Personally, I'm looking forward to a quad core intel-mac. ;-)
george
On Nov 24, 2005, at 6:33 AM, Daniel Lichtblau wrote:
> JikaiRF at AOL.COM wrote:
>> Dear Sirs,
>> I have some questions about how long a computer can calculate,
>> without
>> damages on hard wear.
>> More specifically speaking, I intend to depict trajectories on (k,
>> c) axis,
>> which are derived from programming on Mathematica.
>> My program is as follows:
>>
>> << Graphics`ImplicitPlot`
>> L = 48;
>>
>> a = 0.1;
>>
>> A = 1;
>>
>> r = 0.1;
>>
>> t = 0.046296296296296294`;
>>
>> ImplicitPlot[A r L (1 - a)((1 -t) c k^a == (a+(1-a)(1- t)) L^2 (1-
>> a)^2 (1- t
>> )^3 k^(3a-1)
>> +L(1-a) c (1- t) (-A(a+(1-a)(1- t))(2- t)-(1-
>> a)(1- t)^2
>> +A a(1- t)) k^(2a-1)
>> +A c^2 (A(a+(1-a)(1- t))+(1-a)(1- t) -A a(1-
>> t)) k^(a-1)
>> +A^2 r c^2, {k, 0.8, 1.5}]
>>
>> This program seems to work well.
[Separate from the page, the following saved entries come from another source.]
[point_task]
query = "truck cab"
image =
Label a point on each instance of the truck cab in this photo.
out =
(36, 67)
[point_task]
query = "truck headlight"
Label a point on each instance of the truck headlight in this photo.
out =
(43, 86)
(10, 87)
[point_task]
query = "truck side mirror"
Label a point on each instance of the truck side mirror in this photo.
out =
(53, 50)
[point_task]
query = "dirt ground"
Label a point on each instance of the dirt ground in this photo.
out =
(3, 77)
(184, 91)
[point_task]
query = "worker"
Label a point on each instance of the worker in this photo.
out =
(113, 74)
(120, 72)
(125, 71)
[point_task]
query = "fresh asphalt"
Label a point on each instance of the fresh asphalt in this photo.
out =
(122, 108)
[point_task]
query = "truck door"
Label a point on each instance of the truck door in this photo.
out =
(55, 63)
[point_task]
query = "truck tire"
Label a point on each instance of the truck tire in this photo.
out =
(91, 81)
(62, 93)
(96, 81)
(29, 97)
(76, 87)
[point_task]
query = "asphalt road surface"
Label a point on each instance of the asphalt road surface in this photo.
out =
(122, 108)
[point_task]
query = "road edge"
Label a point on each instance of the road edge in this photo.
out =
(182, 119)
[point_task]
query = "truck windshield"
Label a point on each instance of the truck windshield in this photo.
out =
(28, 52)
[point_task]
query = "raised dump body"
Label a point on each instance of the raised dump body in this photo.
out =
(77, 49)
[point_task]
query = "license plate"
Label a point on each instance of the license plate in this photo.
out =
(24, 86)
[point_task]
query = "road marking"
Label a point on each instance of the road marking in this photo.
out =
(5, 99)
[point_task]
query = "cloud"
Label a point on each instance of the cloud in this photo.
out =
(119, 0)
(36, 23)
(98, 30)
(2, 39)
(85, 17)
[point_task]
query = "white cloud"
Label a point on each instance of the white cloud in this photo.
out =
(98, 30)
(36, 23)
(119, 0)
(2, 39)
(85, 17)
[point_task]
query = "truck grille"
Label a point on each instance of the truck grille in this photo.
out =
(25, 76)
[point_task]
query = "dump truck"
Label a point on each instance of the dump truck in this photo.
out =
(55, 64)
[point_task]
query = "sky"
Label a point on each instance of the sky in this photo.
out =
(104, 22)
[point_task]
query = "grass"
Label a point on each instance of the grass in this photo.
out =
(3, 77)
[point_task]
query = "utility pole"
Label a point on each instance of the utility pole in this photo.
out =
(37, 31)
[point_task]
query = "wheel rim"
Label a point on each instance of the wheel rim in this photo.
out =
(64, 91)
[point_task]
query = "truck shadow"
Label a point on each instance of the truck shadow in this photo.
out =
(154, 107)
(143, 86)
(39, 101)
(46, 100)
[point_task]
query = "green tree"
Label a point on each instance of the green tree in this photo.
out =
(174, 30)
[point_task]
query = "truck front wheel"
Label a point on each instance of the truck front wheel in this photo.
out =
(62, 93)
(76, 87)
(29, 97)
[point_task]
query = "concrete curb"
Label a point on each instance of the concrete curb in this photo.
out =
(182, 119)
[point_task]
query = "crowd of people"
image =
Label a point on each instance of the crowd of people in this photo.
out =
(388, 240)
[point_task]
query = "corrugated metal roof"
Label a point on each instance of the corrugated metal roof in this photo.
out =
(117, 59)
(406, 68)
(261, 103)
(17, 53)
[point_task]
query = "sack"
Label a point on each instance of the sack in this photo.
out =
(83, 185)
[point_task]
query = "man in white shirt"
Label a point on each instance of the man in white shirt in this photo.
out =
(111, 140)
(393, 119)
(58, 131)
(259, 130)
However, I cannot obtain the
>> curve which
>> should be derived from the above program, though my computer
>> continues to
>> calculate more than fifteen minutes.
>>
>> I would like to know how long a computer can calculate without
>> damages on
>> hardware, and additionally how long it takes to obtain the
>> required curve based
>> on my computer.
>> Especially, my computer is PowerBook G4 with 1.5 GHz processor.
>>
>> Sincerely,
>> Fujio Takata.
>>
>
> I have no idea what sort of computation load a PowerBook can handle.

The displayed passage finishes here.